Jacksonville RFC
- Full name: Jacksonville Rugby Football Club
- Union: Florida Rugby Union
- Founded: 1972
- Ground(s): Adolph Wurn Park, Jacksonville
- President: Patrick Murphy
- Coach(es): Patrick Murphy, Donald Alexander, Daniel Kyle Van Driesen
- League: USA Rugby Division III
| Team kit |

Official website
- www.facebook.com/jaxrugby

= Jacksonville Rugby Football Club =

Jacksonville Rugby Football Club (Jacksonville RFC) are a men's rugby union team based in Jacksonville, Florida. They are members of the Florida Rugby Union, the organizational body for rugby in the state of Florida, and currently play in USA Rugby Division III. The club was founded in 1972.

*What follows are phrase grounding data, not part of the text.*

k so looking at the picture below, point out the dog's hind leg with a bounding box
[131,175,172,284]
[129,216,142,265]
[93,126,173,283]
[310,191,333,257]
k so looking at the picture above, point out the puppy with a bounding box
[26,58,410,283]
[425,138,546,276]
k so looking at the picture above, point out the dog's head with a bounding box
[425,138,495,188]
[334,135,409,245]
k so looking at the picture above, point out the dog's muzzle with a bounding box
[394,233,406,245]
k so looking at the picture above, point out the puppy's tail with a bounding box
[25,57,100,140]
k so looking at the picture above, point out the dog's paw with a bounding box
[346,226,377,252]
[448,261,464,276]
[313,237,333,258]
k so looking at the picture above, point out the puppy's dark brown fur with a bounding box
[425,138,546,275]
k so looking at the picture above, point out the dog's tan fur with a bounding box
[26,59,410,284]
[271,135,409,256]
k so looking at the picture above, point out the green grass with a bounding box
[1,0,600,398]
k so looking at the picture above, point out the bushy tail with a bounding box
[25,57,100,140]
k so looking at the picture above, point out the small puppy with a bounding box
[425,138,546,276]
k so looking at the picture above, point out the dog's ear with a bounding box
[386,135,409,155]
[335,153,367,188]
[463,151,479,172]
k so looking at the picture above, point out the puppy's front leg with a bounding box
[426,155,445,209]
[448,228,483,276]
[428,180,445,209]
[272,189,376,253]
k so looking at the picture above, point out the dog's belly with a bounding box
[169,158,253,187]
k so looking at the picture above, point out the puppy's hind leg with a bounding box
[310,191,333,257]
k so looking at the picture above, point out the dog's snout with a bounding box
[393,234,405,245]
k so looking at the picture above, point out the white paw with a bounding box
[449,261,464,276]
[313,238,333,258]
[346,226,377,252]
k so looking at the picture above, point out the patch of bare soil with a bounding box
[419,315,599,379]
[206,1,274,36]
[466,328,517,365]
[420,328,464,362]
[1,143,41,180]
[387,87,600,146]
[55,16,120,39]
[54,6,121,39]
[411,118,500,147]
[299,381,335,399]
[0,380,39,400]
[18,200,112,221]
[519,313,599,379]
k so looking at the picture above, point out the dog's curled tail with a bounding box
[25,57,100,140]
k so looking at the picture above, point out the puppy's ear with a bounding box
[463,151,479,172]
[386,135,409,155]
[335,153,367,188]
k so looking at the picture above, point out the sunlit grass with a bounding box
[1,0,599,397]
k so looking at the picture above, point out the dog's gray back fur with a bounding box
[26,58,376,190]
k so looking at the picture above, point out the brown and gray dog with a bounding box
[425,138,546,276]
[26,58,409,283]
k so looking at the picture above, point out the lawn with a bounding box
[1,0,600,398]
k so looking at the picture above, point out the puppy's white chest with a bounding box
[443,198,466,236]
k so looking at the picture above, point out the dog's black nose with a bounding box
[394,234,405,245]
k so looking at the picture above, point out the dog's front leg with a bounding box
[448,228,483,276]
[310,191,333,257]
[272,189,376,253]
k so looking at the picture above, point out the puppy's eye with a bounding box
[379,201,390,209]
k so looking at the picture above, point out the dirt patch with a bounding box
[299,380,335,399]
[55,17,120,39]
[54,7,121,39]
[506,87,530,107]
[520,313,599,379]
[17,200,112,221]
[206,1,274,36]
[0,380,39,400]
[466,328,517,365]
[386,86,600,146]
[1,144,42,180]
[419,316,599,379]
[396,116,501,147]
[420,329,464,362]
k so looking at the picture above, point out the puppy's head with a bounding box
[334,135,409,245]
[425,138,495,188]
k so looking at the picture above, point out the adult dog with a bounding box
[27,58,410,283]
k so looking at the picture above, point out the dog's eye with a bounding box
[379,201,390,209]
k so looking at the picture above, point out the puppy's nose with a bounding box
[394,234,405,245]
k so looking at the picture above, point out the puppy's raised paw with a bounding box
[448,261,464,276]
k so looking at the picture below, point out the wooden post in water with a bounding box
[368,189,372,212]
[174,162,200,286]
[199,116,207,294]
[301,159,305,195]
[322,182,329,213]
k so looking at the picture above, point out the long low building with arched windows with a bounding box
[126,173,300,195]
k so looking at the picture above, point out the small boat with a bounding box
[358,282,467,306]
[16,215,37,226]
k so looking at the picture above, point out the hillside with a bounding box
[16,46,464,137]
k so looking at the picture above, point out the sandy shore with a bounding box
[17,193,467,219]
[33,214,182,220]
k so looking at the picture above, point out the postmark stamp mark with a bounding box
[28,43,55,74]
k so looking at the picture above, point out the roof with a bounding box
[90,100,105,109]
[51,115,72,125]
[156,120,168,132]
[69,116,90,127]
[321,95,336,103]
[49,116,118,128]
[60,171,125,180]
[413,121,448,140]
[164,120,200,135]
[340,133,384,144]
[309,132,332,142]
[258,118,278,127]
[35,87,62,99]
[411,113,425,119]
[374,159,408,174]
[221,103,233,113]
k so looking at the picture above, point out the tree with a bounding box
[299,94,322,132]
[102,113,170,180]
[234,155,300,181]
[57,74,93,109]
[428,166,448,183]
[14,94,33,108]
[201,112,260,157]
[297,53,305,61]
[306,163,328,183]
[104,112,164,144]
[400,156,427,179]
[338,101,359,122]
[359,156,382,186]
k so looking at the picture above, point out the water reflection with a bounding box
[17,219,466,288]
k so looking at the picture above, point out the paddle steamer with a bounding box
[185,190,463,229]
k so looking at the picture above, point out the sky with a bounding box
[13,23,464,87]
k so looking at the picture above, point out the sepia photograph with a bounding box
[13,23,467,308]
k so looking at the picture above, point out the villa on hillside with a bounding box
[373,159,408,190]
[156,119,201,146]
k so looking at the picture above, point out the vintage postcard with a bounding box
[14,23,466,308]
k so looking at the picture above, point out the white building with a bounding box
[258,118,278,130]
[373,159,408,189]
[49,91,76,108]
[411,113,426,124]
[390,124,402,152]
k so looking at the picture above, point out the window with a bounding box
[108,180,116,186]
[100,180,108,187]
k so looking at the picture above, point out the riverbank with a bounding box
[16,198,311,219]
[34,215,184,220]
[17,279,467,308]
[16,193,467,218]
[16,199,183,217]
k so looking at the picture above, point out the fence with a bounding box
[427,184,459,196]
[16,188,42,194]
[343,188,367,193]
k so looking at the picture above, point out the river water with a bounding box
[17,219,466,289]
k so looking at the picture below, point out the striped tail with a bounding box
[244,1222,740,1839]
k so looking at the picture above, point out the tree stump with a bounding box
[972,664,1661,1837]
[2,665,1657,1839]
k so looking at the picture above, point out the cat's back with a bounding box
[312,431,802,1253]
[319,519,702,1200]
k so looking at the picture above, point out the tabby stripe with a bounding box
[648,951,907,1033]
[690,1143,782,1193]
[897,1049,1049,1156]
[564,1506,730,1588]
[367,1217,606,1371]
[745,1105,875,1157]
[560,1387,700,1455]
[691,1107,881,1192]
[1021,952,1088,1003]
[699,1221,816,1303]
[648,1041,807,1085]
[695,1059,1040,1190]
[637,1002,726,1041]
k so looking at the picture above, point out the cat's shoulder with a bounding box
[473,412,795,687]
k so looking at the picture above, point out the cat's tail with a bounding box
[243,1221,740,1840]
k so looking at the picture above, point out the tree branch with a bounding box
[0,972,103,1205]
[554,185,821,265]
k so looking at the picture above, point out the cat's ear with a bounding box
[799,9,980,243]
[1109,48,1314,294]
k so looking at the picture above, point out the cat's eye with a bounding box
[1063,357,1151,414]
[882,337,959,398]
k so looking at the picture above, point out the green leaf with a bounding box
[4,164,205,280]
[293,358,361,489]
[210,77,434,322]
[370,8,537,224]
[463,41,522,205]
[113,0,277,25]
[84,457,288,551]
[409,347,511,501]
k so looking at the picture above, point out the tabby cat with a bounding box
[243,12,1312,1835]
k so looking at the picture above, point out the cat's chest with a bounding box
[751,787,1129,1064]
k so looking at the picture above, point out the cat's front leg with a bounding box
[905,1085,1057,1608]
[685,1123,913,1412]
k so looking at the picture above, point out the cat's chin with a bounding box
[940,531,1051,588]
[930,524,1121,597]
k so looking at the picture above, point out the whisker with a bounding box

The team currently holds weekly open practices on Monday and Wednesday evening's (From 7:00-8:30pm) at Adolph Wurn Park Park in Jacksonville, FL. All home matches are held at Plantation Sports Complex in Fleming Island, FL.

All current team updates are posted to the team socials:
Facebook,Instagram

==History==
Jacksonville RFC was founded in 1972. The original roster largely consisted of former college rugby players and a handful of locals. Among their biggest events in the early years was playing in front of 50,000 spectators as part of the events surrounding the 1989 Gator Bowl. After years of sporadic success, the team established itself in the 1990s under a string of British coaches, winning the 1996 state championship and going to the national championship. More recently they have made the Florida Cup finals, won the Florida matrix, and played in the National Final 8. In 2008 they won the USA Rugby South Division II Championship, and played in the national Final 16, ultimately finishing sixth in the country out of the 1,300 Division II teams.

The club has been involved with a variety of other rugby teams including assisting founding Jacksonville Women's Rugby Club, Jacksonville Youth Rugby Club, and players have played with the Jacksonville Axemen.